At the Merriweather Post Paviliion last night, she displayed all her endearing charm in a 90-minute show that began with a montage of photos and news clips that Newton-John proceeded to enliven and to live up to. The material ranged from her mildly controversial country-era selections to quick stops for "Grease" and "Xanadu" and a slew of hits, old and new.

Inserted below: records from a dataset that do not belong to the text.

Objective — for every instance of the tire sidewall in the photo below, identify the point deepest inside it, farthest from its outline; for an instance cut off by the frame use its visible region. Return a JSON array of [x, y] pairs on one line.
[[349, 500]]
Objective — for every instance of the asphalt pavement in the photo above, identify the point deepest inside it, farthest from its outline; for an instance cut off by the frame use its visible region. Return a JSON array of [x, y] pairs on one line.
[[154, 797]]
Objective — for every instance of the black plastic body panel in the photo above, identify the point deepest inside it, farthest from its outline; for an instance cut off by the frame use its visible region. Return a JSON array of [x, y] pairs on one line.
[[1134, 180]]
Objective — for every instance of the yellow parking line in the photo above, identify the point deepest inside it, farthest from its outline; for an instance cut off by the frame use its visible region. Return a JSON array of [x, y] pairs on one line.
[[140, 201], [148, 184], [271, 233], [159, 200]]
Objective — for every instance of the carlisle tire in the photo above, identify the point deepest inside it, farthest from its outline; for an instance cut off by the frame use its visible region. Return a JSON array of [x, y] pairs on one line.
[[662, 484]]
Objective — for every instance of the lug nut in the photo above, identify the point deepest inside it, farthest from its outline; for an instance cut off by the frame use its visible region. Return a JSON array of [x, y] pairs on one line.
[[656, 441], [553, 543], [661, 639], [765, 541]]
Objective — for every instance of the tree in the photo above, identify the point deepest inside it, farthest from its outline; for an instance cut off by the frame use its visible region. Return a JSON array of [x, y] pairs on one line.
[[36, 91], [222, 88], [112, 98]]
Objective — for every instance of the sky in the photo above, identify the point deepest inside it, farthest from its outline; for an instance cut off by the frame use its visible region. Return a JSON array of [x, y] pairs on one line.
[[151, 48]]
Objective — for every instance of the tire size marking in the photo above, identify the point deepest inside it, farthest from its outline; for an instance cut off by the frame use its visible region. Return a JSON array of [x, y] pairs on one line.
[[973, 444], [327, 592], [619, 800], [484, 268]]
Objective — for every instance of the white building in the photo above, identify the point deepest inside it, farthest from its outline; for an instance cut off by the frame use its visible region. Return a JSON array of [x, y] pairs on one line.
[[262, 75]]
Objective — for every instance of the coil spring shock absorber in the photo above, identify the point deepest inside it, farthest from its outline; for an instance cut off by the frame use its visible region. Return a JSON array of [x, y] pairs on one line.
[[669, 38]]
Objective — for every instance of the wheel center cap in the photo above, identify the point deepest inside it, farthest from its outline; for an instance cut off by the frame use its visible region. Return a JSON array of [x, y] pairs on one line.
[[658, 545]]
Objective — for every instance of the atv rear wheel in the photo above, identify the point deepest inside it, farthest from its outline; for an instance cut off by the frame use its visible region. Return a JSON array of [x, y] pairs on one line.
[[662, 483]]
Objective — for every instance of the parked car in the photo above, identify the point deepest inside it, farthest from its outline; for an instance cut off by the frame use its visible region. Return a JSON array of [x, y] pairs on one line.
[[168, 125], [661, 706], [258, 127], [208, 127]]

The slinky rock of "Make a Move on Me" aside, Newton-John is an engagingly direct performer, less vampirish than coltish in her stage demeanor and kittenish in her delivery of ballads (especially the lovely "Falling" and the subtly seductive "A Little More Love"). Just as she has begun taking risks in her career, Newton-John is stretching her sweet, albeit thin, voice via aggressive and uptempo songs like the new tough-edged "Heart Attack," Dolly Parton's skittishly challenging "Jolene" and her own "Physical" anthem.
With the tight backing of a Tom Scott-led septet and three backup singers, Olivia Newton-John proved herself an able entertainer commercially shrewd enough to move out of the middle of the road into the fast lane. A little "Grease" seemed to have helped a lot.
She returns to Merriweather Post tonight.